A.K. Mitra and Abhilasha of RBI write this phenomenal and much need paper on the topic. It should be made compulsory reading for all students interested in banking/finance.

The topic of the post and paper may be exotic but the paper is what it says – a primer. Most of the time econs dupe you into reading their paper by calling it a primer. This one truly is.

It explains very neatly about this flow of funds between RBI and banks which is broadly also called as liquidity.

It explains how this liquidity changes under various situations:

  • When RBI conducts Open Market Operations (both buy and sell of government securities),
  • When Cash Reserve Ratio is changed (increase or decrease)
  • When Government expenditure rises
  • Impact of capital inflows/outflows etc

And so on. All this is explained via a very simple format – Changes in RBI (and banks) balance sheet. So you know what really happens on the ground and it is not just superficial stuff.

This bit on whether CRR or OMO is pretty good. There is always discussion on whether RBI should increase (decrease) reserve money via OMO or via CRR. They say both ahve +ves and -ves:

CRR is a tax on the banking system. While CRR balances do not yield any return, the opportunity cost of holding CRR balances is the LAF repo rate in a deficit liquidity mode as banks fund the demand for statutory reserves by borrowings from the LAF window. A CRR cut, therefore, instantaneously improves bank profitability/cost of funding. Banks can pass on the lower cost on their liabilities to their customers by lowering their lending rates (base rate or spread over base rate or both). The higher the prevailing LAF repo rate, higher is the beneficial effect of a CRR cut on bank balance sheets and thus, their ability to reduce lending rates and stimulate credit demand. Even if the LAF continues to remain in a deficit mode following the CRR cut, the government securities freed from LAF can be re-used for accessing liquidity under LAF giving a kick-start to the credit creation process. CRR may also be the preferred instrument when a sizeable amount of liquidity needs to be injected at one go.

Being a blunt instrument, however, the CRR cut equally applies to all banks – depending on their NDTL size – and is independent of the demand for credit. CRR is, therefore, a passive tool and a reduction in CRR while creating the enabling environment for an increase in credit is not a sufficient condition.
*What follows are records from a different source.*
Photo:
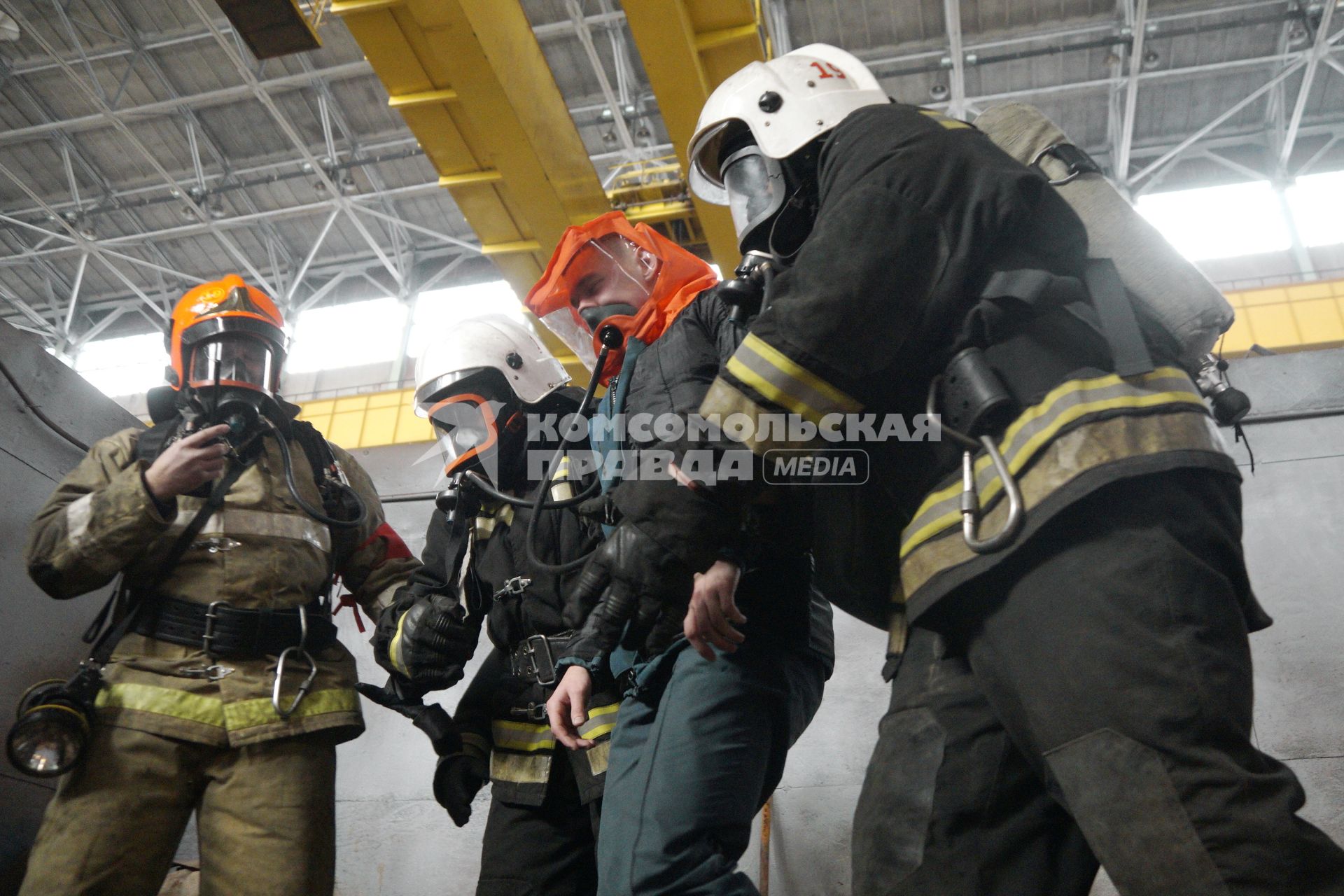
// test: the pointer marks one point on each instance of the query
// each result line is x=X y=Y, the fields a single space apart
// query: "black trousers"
x=1092 y=700
x=542 y=850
The success of CRR cut, therefore, depends on the existence of a pent-up demand for credit. If liquidity is already in a surplus mode in the absence of credit demand as was witnessed during the immediate post-crisis period, a cut in CRR would merely cause the freed reserves to be invested in the LAF reverse repo with the Reserve Bank and would not push into motion the money multiplier process.

The participation in OMO by banks usually implies a revealed preference for liquidity to lend and generate a higher risk-adjusted rate of return vis-a-vis the yield-to-maturity on securities sold to the Reserve Bank under OMO. OMO is, therefore, a more efficient tool of liquidity injection. The extant accounting principles for classification of investment portfolio of banks, and the availability of excess SLR with individual banks can, however, constrain OMO participation of some banks.

From the banks’ perspective, the difference between availing liquidity through OMO and LAF is mainly in terms of the duration of liquidity that becomes available; thus, OMO frees the banks from refinancing risks in a rising interest rate environment. OMO also enables banks to improve the liquidity of their bond portfolio as they can substitute illiquid off-the-run securities in OMO with liquid on-the-run securities in primary market issuances by the government. In a falling interest rate environment, however, the incentive of banks for OMO may be somewhat less as banks may miss out on future capital gains; banks can also fund credit by accessing LAF repo at an increasingly lower rate. In the presence of an uncertain interest rate cycle, however, accessing funds through LAF can have financial stability implications.

Hence, keeping in view the state of the economy, the market micro-structure and the regulatory environment, both CRR and OMO are complementary tools of durable primary liquidity injection.

They also have a nice  discussion on whether money matters to monetary policy or not.

Overall a much needed paper from RBI. This one was clearly needed and will help all the students/freshers who join the arcane world of banking.

Once this paper is clear reading my reports on RBI’s WSS is much easier. Infact if this paper was available before, my reports would have been much better.